1853 academie rouenPrécis analytique des travaux de l’Académie des Sciences, Belles Lettres et Arts de Rouen pendant l’année 1852-1853.
Rouen, imprimerie de Alfred Péron, rue de la Vicomté, 55. - 1853

Compte-rendu du livre de Caro - Pages 324-325

Classe des belles Lettres.
Extrait du Rapport de M. le Secrétaire perpétuel de la Classe des Lettres et des Arts.

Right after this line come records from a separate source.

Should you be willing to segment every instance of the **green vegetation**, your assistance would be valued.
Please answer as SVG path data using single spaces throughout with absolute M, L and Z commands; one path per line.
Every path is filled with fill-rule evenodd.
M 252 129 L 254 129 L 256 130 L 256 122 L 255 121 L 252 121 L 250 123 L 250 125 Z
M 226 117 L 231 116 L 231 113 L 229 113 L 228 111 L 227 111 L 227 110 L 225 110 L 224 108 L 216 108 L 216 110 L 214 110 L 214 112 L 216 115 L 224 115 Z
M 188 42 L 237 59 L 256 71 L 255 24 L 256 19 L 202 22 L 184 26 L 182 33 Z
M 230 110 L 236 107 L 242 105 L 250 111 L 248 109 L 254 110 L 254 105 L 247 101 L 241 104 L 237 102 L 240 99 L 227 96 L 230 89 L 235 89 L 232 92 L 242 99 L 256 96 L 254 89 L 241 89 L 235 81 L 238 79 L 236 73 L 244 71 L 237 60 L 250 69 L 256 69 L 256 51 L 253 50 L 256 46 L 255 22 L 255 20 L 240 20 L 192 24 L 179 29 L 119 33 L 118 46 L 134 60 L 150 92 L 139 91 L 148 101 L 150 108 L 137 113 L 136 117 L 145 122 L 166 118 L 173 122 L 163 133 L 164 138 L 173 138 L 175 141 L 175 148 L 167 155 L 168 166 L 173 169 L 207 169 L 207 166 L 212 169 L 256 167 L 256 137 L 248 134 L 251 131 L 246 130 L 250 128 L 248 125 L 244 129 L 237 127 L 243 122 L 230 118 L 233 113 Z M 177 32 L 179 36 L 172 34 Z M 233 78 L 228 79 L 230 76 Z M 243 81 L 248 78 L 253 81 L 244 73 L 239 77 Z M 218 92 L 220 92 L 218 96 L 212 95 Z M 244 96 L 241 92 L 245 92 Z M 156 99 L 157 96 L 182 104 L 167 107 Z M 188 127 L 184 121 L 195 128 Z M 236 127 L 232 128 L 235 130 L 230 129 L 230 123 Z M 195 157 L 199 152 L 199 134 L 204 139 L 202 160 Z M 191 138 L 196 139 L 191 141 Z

Entre tous les rapporteurs qui, chaque année, consacrent tant de labeur et de judicieuse sagacité à extraire, des nombreux ouvrages qu’on renvoie à leur examen, tout ce qu’ils jugent digne d’intéresser notre Société, M. Lévesque, le digne vice-président de l'Académie, se distingue toujours par son exactitude à rendre bonne justice à tous, et à ne laisser aucun mérite dans l’ombre. Cependant, nous sommes forcé, comme pour beaucoup d'autres, dont les rapports ne concernent que des mémoires de Sociétés savantes, d’omettre la plupart de ses travaux ; mais il en est un que nous ne saurions passer sous silence, parce qu’il a trait à un ouvrage important, sous les auspices [page 325] duquel l’auteur a été admis parmi les membres de l’Académie. Nous voulons parler de l’ouvrage de M. Caro, professeur de philosophie au Lycée de Rouen, lequel a pour titre : Du Mysticisme au XIXe siècle ; essai sur la vie et les ouvrages de saint Martin, le philosophe inconnu.

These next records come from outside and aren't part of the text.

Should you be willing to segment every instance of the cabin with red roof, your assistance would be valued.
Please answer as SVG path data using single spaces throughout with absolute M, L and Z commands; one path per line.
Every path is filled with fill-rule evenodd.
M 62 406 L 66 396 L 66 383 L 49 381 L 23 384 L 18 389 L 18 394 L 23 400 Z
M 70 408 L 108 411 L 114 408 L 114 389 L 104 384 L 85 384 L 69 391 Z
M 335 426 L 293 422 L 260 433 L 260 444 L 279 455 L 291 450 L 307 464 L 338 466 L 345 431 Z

Certes, de toutes les intelligences plus ou moins ardentes et plus ou moins saines, qui, à toutes les époques, depuis l’origine du Christianisme, se trouvant trop à l’étroit dans les limites du monde visible, ont cherché, par de là, un inonde invisible, ou des esprits, avec lequel elles pussent entrer en communication, saint Martin dit le philosophe inconnu, est sans contredit, le plus pur dans ses doctrines, le moins apocalyptique et le moins délirant dans ses élans passionnés vers la Divinité. M. Lévesque n’avait donc pas de grands efforts à faire pour justifier M. Caro d’avoir choisi, pour sujet d’une étude approfondie, cette figure singulière, rêveur bizarre pour les uns, mystique sublime pour les autres. Aussi pense-t-il, en cette occurrence, que la meilleure justification du sujet, c’est le livre lui-même. Toucher, ne fût-ce que du bout de la plume, à ces mystérieuses doctrines dont M. Caro s’est fait l’interprète disert, et M. Lévesque, l’analyste exact et lumineux, ce serait forcément entrer dans des développements qui sont incompatibles avec les limites étroites de ce rapport. Nous nous contenterons donc de consigner ici le jugement du rapporteur : qu’il est, en philosophie, peu de pages plus solides, plus nettes, plus transparentes que celles dans lesquelles M. Caro analyse le mysticisme ; peu de plumes douées de plus de délicatesse que la sienne dans le récit de la vie de saint Martin ; peu de livres enfin d’une critique plus saine et plus claire, et dont l’auteur promette à la science plus de vraie lumière et de services.